Newcastle University host talk from Gulwali Passarlay

The author gave a talk charting his journey from Afghanistan to the UK as a child refugee.

Renzo Szkwarok
9th December 2021
Image Credit: Renzo Szkwarok
On Tuesday 7 December the writer, public speaker, and activist for human rights gave a talk put on by the Institute for Social Sciences.

On Tuesday 7 December the writer, public speaker, and activist for human rights – Gulwali Passarlay – gave a talk at the university, the event was put on by Newcastle University’s Institute for Social Sciences. Organised by lecturer of Geography, Dr Jen Bagelman, this talk was an opportunity to hear a personal account of a migration journey undertaken by a 12-year-old that took over 12 months from Afghanistan to the UK.

Passarlay’s charismatic talk focused mainly on his journey out of Afghanistan that he charts in great detail in his book – from a comfortable and happy life in Afghanistan with his family, to the moment that the US and UK backed invasion destabilised his country, resulting in the death of his father. His mother, out of fear and hope for a better life, sent him and his brother to leave the country with smugglers and head for Europe.

Managing to make parts somehow funny and others absolutely harrowing, one of the main themes that Passarlay kept returned to was how the kindness of others got him out of multiple situations along his journey. However, it was clear that there needs to be a more cohesive and centralised effort to assist those fleeing war-torn regions.

Detouring off topic briefly, he also took time to condemn the Nationality and Borders Bill going through parliament at the moment. Saying that it represents a scapegoating of migrants for the country’s societal issues. Going on to say that the Home Office likely will never face any consequences for the trauma and abuse that those at the blunt end of this bill will face.

Also giving brief talks at the event were Rosie Tapsfield from the Newcastle’s ‘City of Sanctuary’ organisation, and Lucy Backhurst – the academic registrar at the university. Tapsfield was speaking on the work that the council has been doing under the 'City of Sanctuary' movement in order to make Newcastle a "more welcoming and friendly place for migrants and asylum seekers".

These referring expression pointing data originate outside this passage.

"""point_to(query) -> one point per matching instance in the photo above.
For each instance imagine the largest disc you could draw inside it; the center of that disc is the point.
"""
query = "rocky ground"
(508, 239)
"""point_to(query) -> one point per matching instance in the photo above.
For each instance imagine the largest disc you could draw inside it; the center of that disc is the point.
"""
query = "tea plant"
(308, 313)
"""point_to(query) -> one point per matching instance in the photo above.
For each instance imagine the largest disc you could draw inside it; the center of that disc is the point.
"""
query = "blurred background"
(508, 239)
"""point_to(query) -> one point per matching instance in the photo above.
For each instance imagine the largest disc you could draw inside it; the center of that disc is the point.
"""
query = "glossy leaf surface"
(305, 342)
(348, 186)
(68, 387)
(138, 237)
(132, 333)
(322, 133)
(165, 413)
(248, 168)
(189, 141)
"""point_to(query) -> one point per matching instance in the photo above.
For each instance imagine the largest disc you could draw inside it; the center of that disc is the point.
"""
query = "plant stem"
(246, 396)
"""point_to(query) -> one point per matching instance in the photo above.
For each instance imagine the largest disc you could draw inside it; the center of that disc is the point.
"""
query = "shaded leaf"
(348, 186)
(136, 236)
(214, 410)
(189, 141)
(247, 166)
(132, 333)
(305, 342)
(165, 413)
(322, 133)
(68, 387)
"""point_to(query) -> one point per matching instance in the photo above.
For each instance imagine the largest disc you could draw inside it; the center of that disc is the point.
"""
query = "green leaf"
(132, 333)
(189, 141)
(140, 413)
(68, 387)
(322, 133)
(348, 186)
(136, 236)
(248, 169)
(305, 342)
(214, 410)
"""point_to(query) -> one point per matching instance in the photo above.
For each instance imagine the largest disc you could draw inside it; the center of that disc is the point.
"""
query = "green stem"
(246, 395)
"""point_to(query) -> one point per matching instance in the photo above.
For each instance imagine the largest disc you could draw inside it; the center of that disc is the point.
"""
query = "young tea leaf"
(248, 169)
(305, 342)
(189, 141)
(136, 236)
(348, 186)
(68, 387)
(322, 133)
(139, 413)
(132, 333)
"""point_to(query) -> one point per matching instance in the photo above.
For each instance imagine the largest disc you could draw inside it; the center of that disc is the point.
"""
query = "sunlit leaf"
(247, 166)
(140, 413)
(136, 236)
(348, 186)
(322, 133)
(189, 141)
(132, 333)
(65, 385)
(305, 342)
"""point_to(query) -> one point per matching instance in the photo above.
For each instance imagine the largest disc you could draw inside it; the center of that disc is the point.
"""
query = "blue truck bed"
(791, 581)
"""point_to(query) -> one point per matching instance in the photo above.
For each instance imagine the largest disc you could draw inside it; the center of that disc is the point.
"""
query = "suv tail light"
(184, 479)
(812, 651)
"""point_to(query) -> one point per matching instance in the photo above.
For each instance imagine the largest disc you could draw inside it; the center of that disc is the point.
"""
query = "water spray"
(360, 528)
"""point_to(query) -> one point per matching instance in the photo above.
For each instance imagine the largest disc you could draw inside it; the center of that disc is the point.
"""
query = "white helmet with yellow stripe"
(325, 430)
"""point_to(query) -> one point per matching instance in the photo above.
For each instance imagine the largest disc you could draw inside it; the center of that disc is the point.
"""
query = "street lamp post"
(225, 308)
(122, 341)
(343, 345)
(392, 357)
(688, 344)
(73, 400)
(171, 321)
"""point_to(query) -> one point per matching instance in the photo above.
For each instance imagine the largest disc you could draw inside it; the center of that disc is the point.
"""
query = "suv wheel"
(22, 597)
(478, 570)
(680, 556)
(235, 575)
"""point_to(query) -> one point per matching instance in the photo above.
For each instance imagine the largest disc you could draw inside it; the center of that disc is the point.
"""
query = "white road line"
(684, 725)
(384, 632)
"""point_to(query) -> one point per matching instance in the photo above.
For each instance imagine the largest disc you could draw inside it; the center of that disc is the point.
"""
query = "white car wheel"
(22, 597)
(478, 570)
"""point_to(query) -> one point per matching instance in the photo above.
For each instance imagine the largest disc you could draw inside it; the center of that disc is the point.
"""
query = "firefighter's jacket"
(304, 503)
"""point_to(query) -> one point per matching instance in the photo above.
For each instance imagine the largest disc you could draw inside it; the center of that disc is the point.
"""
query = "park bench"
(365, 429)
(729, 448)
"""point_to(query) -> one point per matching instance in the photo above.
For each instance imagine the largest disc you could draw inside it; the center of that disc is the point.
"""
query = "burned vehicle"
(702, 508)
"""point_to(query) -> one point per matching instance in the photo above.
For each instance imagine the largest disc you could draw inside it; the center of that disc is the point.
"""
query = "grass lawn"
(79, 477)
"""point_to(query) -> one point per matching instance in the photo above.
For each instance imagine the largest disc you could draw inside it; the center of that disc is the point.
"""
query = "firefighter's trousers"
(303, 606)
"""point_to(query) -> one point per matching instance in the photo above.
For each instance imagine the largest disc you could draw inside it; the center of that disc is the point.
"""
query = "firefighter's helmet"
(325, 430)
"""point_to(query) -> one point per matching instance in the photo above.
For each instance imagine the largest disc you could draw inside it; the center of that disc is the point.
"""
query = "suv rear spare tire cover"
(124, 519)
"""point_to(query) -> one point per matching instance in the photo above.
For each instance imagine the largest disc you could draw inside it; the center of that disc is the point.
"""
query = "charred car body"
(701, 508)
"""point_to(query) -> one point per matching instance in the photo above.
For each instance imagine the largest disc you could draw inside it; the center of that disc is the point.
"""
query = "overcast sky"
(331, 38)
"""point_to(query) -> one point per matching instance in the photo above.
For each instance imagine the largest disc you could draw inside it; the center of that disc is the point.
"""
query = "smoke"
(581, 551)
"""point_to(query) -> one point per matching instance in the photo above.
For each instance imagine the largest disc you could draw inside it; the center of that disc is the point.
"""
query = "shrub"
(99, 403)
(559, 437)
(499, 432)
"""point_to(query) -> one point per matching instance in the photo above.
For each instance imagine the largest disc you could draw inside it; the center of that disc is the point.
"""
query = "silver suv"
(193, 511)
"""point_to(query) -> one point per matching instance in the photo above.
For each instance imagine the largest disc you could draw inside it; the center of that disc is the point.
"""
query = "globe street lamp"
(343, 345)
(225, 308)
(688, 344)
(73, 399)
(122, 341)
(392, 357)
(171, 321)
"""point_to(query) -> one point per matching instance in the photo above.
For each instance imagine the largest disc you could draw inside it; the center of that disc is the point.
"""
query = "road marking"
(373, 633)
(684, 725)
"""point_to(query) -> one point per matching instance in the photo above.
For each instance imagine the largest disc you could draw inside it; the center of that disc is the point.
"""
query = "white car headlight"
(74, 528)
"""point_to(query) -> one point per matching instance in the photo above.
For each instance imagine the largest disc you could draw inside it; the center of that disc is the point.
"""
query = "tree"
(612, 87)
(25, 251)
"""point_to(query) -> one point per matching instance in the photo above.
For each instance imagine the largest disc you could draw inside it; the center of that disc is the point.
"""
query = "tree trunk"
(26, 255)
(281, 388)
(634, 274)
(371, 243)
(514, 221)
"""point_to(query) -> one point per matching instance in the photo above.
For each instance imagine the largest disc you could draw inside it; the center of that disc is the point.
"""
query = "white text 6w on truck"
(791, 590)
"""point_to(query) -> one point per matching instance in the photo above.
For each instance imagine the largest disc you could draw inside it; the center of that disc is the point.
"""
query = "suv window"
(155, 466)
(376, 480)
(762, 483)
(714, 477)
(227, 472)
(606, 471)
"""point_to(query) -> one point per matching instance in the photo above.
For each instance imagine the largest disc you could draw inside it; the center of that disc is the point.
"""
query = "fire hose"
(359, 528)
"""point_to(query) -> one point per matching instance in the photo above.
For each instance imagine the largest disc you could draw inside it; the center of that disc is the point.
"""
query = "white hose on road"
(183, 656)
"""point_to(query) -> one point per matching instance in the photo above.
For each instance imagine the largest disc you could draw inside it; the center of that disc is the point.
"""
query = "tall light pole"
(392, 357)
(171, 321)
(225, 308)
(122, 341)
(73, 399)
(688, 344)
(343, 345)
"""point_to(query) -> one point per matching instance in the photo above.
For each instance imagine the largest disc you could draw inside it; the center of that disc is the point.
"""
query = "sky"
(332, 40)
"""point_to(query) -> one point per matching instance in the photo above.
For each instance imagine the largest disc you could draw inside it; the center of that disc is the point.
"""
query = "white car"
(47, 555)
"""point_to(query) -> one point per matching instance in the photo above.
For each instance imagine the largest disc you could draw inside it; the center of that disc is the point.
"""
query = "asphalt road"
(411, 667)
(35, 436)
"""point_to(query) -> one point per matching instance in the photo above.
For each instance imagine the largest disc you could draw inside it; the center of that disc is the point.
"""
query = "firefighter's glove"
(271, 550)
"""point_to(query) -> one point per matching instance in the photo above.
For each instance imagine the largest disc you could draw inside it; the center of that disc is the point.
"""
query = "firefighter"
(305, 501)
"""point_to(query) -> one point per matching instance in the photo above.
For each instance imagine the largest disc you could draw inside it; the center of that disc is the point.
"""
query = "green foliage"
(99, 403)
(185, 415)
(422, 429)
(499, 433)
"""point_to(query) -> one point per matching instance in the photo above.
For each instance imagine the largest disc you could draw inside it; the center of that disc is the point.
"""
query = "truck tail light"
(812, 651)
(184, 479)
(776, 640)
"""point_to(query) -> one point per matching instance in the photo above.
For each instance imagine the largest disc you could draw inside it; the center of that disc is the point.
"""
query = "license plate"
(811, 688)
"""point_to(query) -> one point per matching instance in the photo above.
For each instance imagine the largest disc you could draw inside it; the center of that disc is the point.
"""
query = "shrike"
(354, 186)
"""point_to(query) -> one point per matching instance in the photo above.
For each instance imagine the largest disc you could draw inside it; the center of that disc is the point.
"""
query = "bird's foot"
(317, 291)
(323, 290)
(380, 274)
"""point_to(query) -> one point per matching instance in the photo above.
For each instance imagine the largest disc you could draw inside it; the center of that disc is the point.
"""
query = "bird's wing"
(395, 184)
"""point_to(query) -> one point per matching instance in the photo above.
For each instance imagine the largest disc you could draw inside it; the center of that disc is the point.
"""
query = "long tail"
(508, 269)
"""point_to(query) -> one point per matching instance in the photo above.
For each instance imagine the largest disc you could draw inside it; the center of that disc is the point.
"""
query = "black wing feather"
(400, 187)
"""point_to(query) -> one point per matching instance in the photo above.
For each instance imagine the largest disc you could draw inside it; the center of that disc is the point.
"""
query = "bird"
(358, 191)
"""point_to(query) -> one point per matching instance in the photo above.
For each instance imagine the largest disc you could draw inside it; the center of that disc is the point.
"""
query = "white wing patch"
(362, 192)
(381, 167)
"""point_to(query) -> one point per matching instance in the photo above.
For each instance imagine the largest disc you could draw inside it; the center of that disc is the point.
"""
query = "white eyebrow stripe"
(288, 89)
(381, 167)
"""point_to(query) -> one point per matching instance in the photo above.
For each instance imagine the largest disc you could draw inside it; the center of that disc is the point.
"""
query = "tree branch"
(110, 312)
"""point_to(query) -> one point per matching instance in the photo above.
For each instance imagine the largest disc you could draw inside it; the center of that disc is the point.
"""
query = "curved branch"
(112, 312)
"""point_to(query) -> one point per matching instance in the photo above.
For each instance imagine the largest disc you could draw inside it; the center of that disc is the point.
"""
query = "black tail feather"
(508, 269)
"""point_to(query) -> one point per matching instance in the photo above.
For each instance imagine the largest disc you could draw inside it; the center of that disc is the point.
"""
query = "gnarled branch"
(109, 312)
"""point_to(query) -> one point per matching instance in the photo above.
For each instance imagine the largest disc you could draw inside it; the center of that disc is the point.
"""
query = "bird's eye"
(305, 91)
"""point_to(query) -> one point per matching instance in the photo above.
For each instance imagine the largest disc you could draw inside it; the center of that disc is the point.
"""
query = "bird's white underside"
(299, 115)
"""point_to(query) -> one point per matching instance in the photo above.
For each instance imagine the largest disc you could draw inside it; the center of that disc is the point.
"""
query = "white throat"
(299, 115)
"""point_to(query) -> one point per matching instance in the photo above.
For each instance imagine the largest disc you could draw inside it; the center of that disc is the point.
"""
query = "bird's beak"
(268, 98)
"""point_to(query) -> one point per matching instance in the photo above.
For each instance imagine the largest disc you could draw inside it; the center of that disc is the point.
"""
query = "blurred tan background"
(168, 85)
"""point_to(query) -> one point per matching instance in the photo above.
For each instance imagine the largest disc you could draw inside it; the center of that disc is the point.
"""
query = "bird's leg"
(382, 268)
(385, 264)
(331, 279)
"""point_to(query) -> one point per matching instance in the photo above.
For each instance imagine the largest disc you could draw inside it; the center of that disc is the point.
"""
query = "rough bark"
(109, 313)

This includes multiple political and social strands coming together to support over 1,100 asylum seekers, 41 of which are unaccompanied children. Detailing how with the current level of support from the government, there is little the council can do – the willingness is apparently there in the council, but with no political impetus from Westminster.

The university’s status as a ‘University of Sanctuary’ was mentioned many times at the event. Under this umbrella the university gives three full scholarships for any undergraduate or postgraduate course every year to anyone who qualifies as an asylum seeker, a child of an asylum seeker/unaccompanied child asylum seeker, or someone with refugee status. This scheme, funded by alumni, is designed to open up higher education opportunities to this group of people who are typically excluded.

Lucy Backhusrt, speaking as our academic registrar and a member of the Sanctuary Committee, praised the work done at the university and its commitment to justice and the need for more kindness.

Speaking to Lucy Backhurst after the event, I asked whether there was desire at the university to offer more than just 3 scholarships, she said “this is something that we need to look at. As a new member of the Sanctuary Committee, it is a great opportunity to use this momentum to look to alumni and other sources of funding”. Backhurst went on to say: “we are in year three of the scheme and we are aware we get more applications than we have money available, but it is something that we will look at – I can commit to that!”.

Questions came from the audience to round off the event, with questions being asked to all three speakers. The final one coming from an ex-councilor in the audience who thanked Passarlay for writing his book, becoming quite emotional and saying it was a great source of inspiration.